He looks at the ceiling. I can almost see the thoughts tumbling through his mind.
“Dad?”
“Right here.”
“Is Mom going to die?”
Pain seizes my chest so hard that for a second I can’t breathe. I rest my hands on either side of Nicholas’s head, leaning closer to look into his eyes that are so much like his mother’s.
“Some people do die from cancer,” I admit, willing him to believe what I say next. “But your mother has a kind that is treatable, and we’re doing everything we can to make sure she gets well and that she’s with us for a very long time. There’s a lot we still don’t know, but I promise we’ll tell you when we find out. No matter what, we both love you very much and will always take care of you and your sister. We’ll always be a family, and we’ll always be together.”
“If Mom dies, we won’t be.”
“She’s going to get better, Nicholas. Things are just different right now.”
“I don’t want anything to be different.”
“Neither do I,” I say. “But life changes all the time, sometimes in really good ways, and sometimes not so good. And we’re so lucky to be the family that we are because we can handle anything together. Anything.”
He looks at me skeptically. “What if a bunch of asteroids starts falling on us?”
“I’ll grab the biggest baseball bat in the world and knock them back into space.”
“What if a whole big flock of evil, fire-breathing dragons surrounds our house?”
“You and I will turn the fire extinguisher on them.”
“What if there’s a zombie apocalypse?”
“We’ll send Bella out to scare them all away.”
Nicholas chuckles. “What if Darth Vader and Lex Luthor and the Joker and Magneto and Voldemort attack us?”
“Your mother will invite them in for tea and cookies, and next thing you know, they’ll all be good guys.”
That brings a smile out of him. “Mom does make great cookies.”
“Yes, she does. And she’ll make some again for you soon. Any kind you want.”
His smile widens. The cloud around my heart lifts. I press my lips against his forehead.
“That’s how much we love each other,” I say. “And that’s what you need to focus on. If you get scared, you come and tell me. We’ll figure out how to deal with it together, okay?”
“Okay.” The worried expression on his face eases as he snuggles under the covers. “G’night, Dad.”
“Night, buddy. I love you.”
“Love you too.”
I wait for him to shift around and get comfortable before I turn off the light and head into Bella’s room to say goodnight to her. I go back downstairs, taking the baby monitor with me so I can hear if either of them call.

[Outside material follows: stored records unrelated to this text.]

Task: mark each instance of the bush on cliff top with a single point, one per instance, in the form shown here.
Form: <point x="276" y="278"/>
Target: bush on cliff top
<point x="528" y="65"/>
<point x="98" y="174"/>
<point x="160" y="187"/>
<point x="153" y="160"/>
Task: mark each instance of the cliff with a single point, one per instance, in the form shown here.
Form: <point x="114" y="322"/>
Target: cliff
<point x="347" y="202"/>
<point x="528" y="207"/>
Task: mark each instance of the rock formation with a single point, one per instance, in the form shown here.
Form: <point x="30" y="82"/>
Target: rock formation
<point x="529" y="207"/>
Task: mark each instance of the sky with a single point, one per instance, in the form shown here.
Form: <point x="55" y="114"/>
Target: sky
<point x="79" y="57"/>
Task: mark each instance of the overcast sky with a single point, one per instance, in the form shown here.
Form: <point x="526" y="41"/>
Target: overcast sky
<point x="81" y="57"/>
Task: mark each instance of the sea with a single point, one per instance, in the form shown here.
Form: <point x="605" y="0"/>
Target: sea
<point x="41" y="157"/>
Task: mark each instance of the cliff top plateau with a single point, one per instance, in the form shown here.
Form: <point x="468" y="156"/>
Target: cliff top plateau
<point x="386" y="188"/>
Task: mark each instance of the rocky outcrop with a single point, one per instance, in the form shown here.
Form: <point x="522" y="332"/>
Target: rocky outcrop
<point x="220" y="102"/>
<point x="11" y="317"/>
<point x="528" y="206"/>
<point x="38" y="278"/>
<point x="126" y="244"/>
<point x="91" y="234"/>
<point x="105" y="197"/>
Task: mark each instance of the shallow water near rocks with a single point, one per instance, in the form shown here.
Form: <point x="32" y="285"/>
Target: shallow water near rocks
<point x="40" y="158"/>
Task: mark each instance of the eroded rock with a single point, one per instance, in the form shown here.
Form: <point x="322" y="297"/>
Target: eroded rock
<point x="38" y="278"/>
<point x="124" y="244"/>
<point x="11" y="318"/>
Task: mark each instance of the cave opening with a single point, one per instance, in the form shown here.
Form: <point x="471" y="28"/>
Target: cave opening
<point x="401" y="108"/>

Claire is in the kitchen, washing the mixing bowls and cleaning the counters. She glances at me over her shoulder.
“They get to sleep okay?” she asks.
“More or less.” I walk to the door leading to the spiral staircase. “I’m going to get some bills paid. You need anything?”
“No, I’m good.”
I climb the stairs to my tower office, sit at the desk, and turn on the computer. As it boots up, I check in on Liv. The nurse says she’s sleeping, but that her last blood counts were better. I hope to God that means she can come home tomorrow.
I log into a few different accounts and pay bills, then stop just short of searching for information about infections during chemo. My eyes are heavy and itchy with fatigue.
I look at the framed photos on my desk—pictures of Nicholas and Bella, of Liv with them in front of the Duomo in Florence, and one of Liv alone that I’d taken during our honeymoon. She’s seated at an outdoor café on the Rue Danton.
Unlike the photo in my office on campus, Liv isn’t smiling at the camera in this photo. She’s looking out onto the street, her profile etched against the window behind her, a scarf wound around her throat. Her hair loose and messy. Just the way I like it.
Ah, my Liv.
I push away from the desk, strip off my T-shirt, and lie down on the sofa. I can’t stand the thought of sleeping—or lying awake—in bed without Liv there. Without the peaches-and-cream scent of her, the press of her body, the sound of her breathing.
How many times has she woken when I’ve gotten into bed? How many times has she reached over to slide her hand across my chest, down beneath the waistband of my pajama pants?